DAGBOEK VAN DE AFVALLER - AFL. 4
Tijd voor de test. We zijn met de groep in een wijnopslag. Als je daar ook maar even binnen staat, word je dronken van de alcoholwalm. Het stijgt me meteen naar mijn hoofd. Maar dat kan ook komen door de lange dagen die we maken.
Het is heel leuk maar ook heel vermoeiend. Je slaapt weinig maar je moet je wel constant concentreren: “Ruben heeft zijn trui uitgetrokken, dat moet ik zo even opschrijven. Oh, en Olcay heeft een zonnebril op, zie ik. Zit mijn tas eigenlijk wel op slot? Is Simone echt zenuwachtig of doet ze alleen alsof? Een wijnopslag, is dat een hint? Praat ik nou hardop?”
Je moet zo krankzinnig veel details onthouden. In de test die ik maak zit een vraag over de houding van de Mol op de laatste groepsfoto. Of de mol de handen in de zakken had, of juist de armen over elkaar, of langs het lichaam… Als er tussen de mogelijke antwoorden Boeien had gestaan, had ik daar waarschijnlijk in een impuls op geklikt. Elk moment, alles kan terugkomen in de test. Voor iemand die juist altijd naar het grote verhaal probeert te kijken is dat een hel.

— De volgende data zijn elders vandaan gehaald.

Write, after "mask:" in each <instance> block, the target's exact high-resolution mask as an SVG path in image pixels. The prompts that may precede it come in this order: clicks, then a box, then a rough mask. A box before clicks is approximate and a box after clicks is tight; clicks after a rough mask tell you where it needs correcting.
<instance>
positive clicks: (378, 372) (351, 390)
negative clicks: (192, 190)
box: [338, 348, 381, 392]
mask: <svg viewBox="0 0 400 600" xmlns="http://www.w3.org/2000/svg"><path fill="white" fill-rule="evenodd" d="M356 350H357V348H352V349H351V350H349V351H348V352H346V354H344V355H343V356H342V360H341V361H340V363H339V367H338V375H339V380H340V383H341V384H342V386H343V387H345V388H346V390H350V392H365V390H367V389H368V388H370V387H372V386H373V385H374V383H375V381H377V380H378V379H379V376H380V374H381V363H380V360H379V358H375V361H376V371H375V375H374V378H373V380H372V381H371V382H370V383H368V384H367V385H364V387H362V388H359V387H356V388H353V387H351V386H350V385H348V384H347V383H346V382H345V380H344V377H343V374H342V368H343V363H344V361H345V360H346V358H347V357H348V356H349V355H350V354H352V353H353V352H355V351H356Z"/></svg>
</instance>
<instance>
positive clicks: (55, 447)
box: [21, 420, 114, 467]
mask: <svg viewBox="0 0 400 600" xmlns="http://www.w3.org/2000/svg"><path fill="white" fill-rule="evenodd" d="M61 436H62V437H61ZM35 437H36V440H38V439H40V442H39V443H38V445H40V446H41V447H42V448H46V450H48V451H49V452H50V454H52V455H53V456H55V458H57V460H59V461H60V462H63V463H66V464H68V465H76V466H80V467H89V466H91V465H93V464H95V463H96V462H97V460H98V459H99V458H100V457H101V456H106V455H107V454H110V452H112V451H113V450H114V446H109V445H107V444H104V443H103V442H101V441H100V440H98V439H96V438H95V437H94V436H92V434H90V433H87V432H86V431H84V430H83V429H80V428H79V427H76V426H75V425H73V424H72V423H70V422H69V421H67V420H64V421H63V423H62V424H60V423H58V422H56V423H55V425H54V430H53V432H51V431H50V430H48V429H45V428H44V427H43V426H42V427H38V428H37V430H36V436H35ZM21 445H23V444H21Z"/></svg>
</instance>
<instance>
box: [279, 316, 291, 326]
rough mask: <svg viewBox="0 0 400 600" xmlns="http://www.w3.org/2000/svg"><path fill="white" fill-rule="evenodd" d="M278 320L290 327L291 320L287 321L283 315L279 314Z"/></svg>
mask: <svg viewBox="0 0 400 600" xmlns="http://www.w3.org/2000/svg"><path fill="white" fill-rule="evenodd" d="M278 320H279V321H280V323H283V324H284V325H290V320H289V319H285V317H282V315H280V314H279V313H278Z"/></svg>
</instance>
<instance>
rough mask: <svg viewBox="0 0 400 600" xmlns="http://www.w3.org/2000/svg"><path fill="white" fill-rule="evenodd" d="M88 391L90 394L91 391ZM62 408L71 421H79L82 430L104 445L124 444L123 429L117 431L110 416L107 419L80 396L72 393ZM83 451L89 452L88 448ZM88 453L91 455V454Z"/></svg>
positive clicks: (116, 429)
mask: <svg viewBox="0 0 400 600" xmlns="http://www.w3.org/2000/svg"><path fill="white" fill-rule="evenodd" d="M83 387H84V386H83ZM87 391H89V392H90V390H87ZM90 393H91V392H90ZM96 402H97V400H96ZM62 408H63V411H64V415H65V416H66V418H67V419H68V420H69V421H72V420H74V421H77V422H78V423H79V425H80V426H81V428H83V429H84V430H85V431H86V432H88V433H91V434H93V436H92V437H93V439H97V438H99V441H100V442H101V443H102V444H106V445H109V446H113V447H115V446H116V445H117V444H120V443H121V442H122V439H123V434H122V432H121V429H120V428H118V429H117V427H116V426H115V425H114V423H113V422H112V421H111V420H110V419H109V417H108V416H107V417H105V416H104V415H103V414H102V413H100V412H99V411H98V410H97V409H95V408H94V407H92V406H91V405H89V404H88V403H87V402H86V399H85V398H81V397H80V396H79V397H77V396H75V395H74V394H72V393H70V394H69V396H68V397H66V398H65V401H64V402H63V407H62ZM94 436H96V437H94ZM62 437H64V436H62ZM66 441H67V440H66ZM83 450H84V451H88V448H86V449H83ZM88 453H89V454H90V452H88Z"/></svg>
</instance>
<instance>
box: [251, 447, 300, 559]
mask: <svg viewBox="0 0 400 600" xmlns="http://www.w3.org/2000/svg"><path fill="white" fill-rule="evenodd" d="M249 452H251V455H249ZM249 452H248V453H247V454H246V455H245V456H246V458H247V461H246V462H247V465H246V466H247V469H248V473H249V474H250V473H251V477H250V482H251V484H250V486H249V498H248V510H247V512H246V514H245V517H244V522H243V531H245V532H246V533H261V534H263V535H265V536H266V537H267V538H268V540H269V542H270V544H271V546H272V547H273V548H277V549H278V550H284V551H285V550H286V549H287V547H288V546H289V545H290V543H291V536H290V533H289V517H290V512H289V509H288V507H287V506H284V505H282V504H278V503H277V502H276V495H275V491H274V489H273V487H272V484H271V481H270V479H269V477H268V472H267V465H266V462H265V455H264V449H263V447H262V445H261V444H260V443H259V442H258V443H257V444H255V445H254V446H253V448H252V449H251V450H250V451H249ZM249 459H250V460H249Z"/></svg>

Ergens voel ik wel dat ik dit niet lang ga volhouden. Ik ben al blij dat ik niet de eerste afvaller ben. Arme Ron… Ik heb eigenlijk ook wel zin in wijn, lekker eten, een douche, een bank, een film… ja, een film! Maar ik heb ook heel veel zin in nog een opdracht, iets met lasergeweren of juist een moeilijke puzzel en dat alleen ík dan heel veel jokers win.
Art tikt mijn naam in en het scherm wordt rood. Het wordt dus een film.
Maar ik heb het geweldig gevonden. Het is een soort schoolreisje met volwassenen. Of volwassenen… tijdens de opdrachten wordt iedereen als een kind zo blij. En alles is zo strak geregeld dat je net als vroeger je vinger opsteekt en netjes vraagt of je naar de wc mag. En dan rijdt de bus verder zonder jou.